Man killed by Kansas City police had long criminal record

 


KANSAS CITY, Mo. (AP) — A man who was shot to death on Sunday after shooting three Kansas City police officers had an extensive criminal background and a reputation for violence in Oklahoma that started when he was a teenager, according to a police detective who investigated him at the time.

Marlin James Mack Jr. was first arrested in Tulsa when he was 15 for breaking into cars and was later arrested for taking a gun to school. When he was 17, Mack was sentenced to prison for robbing a woman at gunpoint in front of her three children while he was on the Tulsa's police department's list of most wanted robbers, according to court records.

"At age 17 he was pretty much a liar and misfit extraordinaire," Tulsa police Sgt.
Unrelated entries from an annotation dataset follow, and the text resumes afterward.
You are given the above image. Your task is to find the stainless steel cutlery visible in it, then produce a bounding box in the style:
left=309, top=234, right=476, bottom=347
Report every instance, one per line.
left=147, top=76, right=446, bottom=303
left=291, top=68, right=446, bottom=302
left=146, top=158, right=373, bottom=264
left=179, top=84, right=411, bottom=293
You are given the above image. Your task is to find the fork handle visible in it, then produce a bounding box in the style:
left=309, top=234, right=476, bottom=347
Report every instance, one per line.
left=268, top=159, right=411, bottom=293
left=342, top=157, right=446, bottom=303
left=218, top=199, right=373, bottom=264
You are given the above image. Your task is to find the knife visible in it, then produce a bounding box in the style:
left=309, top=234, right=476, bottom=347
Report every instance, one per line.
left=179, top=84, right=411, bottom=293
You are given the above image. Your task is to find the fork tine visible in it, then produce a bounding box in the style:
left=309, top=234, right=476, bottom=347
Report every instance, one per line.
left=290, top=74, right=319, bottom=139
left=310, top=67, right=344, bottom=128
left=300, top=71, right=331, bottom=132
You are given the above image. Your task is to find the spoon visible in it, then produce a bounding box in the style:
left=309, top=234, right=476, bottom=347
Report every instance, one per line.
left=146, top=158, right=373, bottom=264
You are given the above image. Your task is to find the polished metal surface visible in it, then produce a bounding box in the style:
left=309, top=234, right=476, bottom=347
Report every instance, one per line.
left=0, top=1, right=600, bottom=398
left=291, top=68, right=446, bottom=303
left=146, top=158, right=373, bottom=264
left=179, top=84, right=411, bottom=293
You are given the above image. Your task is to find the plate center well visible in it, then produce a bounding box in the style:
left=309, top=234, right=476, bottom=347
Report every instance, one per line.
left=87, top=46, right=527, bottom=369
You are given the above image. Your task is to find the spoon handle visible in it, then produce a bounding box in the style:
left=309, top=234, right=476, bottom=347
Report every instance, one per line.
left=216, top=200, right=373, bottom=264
David Walker, who as a robbery detective interviewed Mack in 2011, told The Kansas City Star.

Mack pleaded guilty in November 2011 to second-degree robbery, possession of a firearm as a juvenile and two counts of assault with a dangerous weapon. He was released from prison on March 19, 2015, but returned to prison seven months later for carrying a firearm despite being a felon. He was released on Feb. 6, 2017.

Mack had no criminal history in Missouri and Kansas. He had not come to the attention of Kansas City police until he became a person of interest in the July 7 shooting death of a 25-year-old Sharath Koppu during a robbery at a restaurant, Police Chief Rick Smith said Monday .

Law enforcement officers found Mack Sunday at a motel in east Kansas City. Two detectives were injured during a gunfight at the motel before Mack fled. He eventually holed up at a nearby home where another gun battle between Mack and police broke out. A third officer was shot, and Mack was killed.

Walker said Mack's father, Marlin James Mack, is serving a life sentence for shooting two people in the head in 2000. The elder Mack also was arrested for trafficking hundreds of pounds in marijuana and was alleged to be a co-conspirator with a Tulsa kingpin who was the subject of a major federal case, Walker said.